Osteoclasts are primarily responsible for bone resorption. In many pathological bone diseases including osteoporosis and rheumatoid arthritis, osteoclasts are excessively activated. Thus, controlling of osteoclasts would be an effective therapeutic strategy for the treatment of excessive bone loss. The stem of Spatholobus suberectus has been widely used in traditional medicine to treat blood stasis syndrome and arthritis in Asia. In the present study, we investigated the effects and action mechanism of water extract of the stem of Spatholobus suberectus (WESS) on osteoclast differentiation and function.

METHODS

The effect of WESS on osteoclast differentiation was evaluated by counting tartrate resistant acid phosphatase-positive multinucleated cells in bone marrow-derived macrophages system and murine bone marrow cell-osteoblast coculture system. Bone resorption activity of mature osteoclast was examined on a calcium phosphate-coated plate.

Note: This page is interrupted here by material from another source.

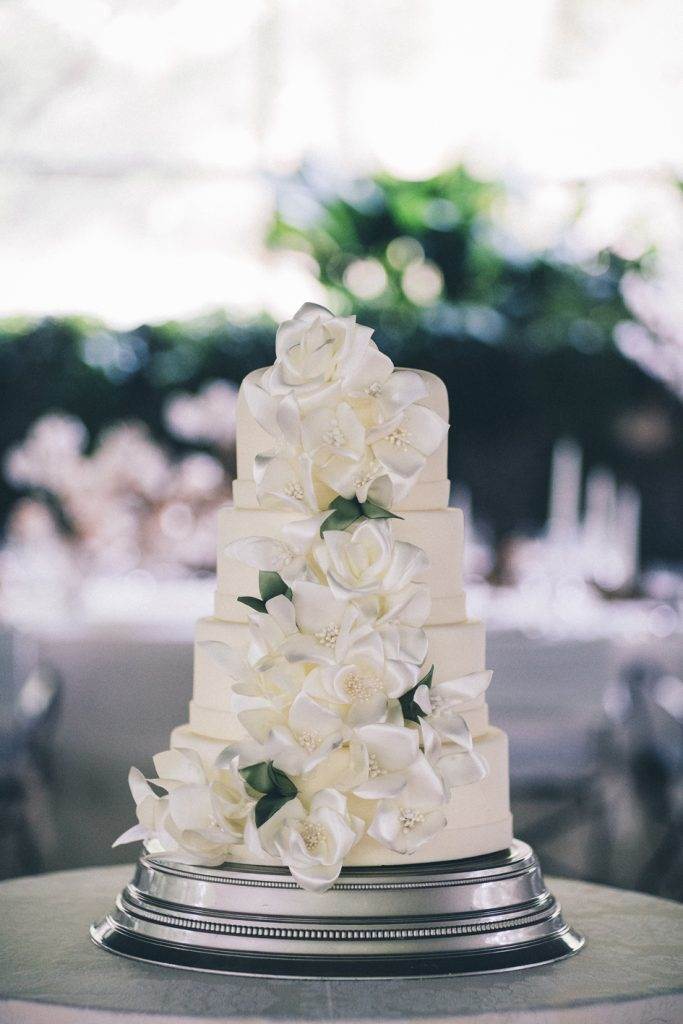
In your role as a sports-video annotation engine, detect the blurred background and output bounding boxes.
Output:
[0,0,683,898]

Actin ring structure of osteoclasts was detected fluorescently by staining for F-actin. Activation of signaling pathways and induction of transcription factors required for osteoclastogenesis were investigated by real-time PCR and Western blotting.

RESULTS

WESS effectively inhibited osteoclast differentiation from its precursors. The inhibitory effect of WESS on osteoclast differentiation was due to the suppression of osteoclastogenic transcription factors, c-Fos and nuclear factor of activated T cells cytoplasmic 1 expression, via preventing receptor activator of nuclear factor-κB ligand-induced early signaling pathways and decreasing c-Fos protein level in osteoclast precursors. Furthermore, WESS suppressed bone resorption activity of osteoclasts by disrupting actin ring structure.

CONCLUSIONS

This study demonstrated that WESS inhibits osteoclast differentiation and function. These results suggest that WESS has a potential for treating pathological bone diseases caused by excessive bone resorption.